Ron didn’t know what a PE was. But as Inamdar gave the order, Ron realized the situation was grave. The nurses gave Cari the drugs through her IVs. She’d now been in the ER for 40 minutes, and everyone was watching her bedside monitor. Ron didn’t know what to look for, so he and Cari locked gazes. High-school sweethearts in Red Deer, Alta., they’d been together ever since. Now, both of them understood this might be the last time they’d stare into each other’s eyes. The machines beeped and Cari’s vital signs flashed across the screen. Finally, one of the nurses smiled and said, ‘This is good.’ Cari’s blood pressure and oxygen levels were rising. She was coming back.
Minutes from death
Later that evening, when Cari was stable and Inamdar was certain she had escaped the worst, she finally got her CT scan. It showed a big clot in her artery as well as many smaller clots in her lungs. It was enough to piece together a theory about what had happened. Inamdar explained that blood had clotted inside a vein in her calf during her flight to Vietnam in April. (Because of altitude, dehydration and cramped conditions, up to five percent of air travellers end up with clots.) One broke off and slowly worked its way into her lungs, causing her fatigue and breathing troubles. As Ron and Cari studied the scan, Inamdar didn’t need to say what all of them now knew: She had been minutes away from death.
A new lease on life
For the next few months, Cari slowly came to terms with the enormity of what had happened to her. As she recovered, an anxiety remained. She felt reluctant to return to running. The idea of lungs aching for breath was too frightening. But finally, with much encouragement from Ron, she laced up her shoes again. It was spring, after a winter that seemed like it would never end, and the crabapple trees were in bloom. As Cari jogged through her neighbourhood, past the tidy lawns and brick houses she had seen for years, everything looked new.
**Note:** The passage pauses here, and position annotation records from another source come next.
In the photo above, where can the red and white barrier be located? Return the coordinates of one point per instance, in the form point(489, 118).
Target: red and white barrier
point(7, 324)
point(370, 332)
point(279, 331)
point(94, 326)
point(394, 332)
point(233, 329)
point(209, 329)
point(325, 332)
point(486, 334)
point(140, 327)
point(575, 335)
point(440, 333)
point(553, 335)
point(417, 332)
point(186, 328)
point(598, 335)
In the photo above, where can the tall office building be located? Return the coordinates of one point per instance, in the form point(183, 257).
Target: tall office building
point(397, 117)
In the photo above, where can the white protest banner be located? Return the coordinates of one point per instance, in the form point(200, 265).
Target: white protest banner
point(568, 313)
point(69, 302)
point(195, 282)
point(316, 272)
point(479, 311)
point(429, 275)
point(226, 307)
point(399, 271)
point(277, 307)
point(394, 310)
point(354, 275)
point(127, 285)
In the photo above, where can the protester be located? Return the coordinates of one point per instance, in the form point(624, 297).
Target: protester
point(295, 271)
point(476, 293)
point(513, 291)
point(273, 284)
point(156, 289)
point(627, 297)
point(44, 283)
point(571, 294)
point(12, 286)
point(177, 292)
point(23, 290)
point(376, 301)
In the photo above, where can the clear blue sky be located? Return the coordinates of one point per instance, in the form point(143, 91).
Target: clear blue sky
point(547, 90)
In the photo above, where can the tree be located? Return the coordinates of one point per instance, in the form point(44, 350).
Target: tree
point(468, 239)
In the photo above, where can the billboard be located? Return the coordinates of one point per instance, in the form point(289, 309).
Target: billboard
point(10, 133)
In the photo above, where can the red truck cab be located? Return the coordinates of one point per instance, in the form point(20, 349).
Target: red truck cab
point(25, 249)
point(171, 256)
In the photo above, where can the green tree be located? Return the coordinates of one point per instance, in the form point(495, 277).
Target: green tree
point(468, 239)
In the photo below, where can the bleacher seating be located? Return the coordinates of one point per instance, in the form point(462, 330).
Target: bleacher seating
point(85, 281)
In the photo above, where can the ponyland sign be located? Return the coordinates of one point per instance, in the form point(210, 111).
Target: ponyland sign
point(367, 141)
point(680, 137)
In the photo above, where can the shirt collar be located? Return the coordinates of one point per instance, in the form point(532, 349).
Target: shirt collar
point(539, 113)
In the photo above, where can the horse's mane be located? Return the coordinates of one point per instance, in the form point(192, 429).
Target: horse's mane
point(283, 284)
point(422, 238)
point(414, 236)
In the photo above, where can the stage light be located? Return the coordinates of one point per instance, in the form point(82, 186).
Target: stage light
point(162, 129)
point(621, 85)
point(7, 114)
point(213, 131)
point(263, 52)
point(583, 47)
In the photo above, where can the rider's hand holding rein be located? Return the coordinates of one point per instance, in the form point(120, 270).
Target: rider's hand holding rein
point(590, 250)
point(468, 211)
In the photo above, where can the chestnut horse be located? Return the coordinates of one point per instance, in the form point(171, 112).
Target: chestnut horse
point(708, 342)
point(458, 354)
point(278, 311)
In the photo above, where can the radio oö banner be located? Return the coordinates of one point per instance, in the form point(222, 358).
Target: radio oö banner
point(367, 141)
‘The clichés about near-death experiences are true,’ she says. ‘I look at things differently now. I feel like I’ve become very small and big at the same time. Small in the sense that this is what life is all about’right now, right at this moment. But I also appreciate how much bigger everything is. Our lives are just specks, just temporary.’
Each year, more than 60,000 Canadians are hospitalized for pulmonary embolism (PE), a lung artery blockage caused by a blood clot that has travelled from another part of the body, usually the legs. The larger the clot, the greater the danger, with more than 10 percent of cases ending in death. Risk of PE increases if you smoke, are overweight, are pregnant, take birth control pills or have recently had surgery.
‘ Small PE symptoms are unexplained calf swelling, laboured or pained breathing (caused by dead lung tissue) and coughed-up blood. Go to an ER. If caught in time, a small PE can be treated with blood thinners.
‘ Large PE symptoms are sudden light-headedness, shortness of breath, weakness, loss of colour and intense perspiration. Call 911. Any delay may prove fatal.
Tips for safe flying
Long-haul flights (four hours or more) can trigger blood clots known as deep-vein thrombosis, the condition that precedes a pulmonary embolism. Here are some ways to avoid this:
‘ A single 81-mg dose of Aspirin
a half-hour before boarding the plane can help thin the blood.
‘ While you’re on the plane, a few minutes of low-intensity activity every two hours will boost your circulation. Consider a quick walk up and down the aisle, or a simple flex-and-point exercise with your toes.
‘ Stay hydrated. Drink fluids regularly during your flight, and go easy on the booze.
‘ Be aware of changes in your calves in the months following the trip. Any swelling could be the telltale sign of a clot.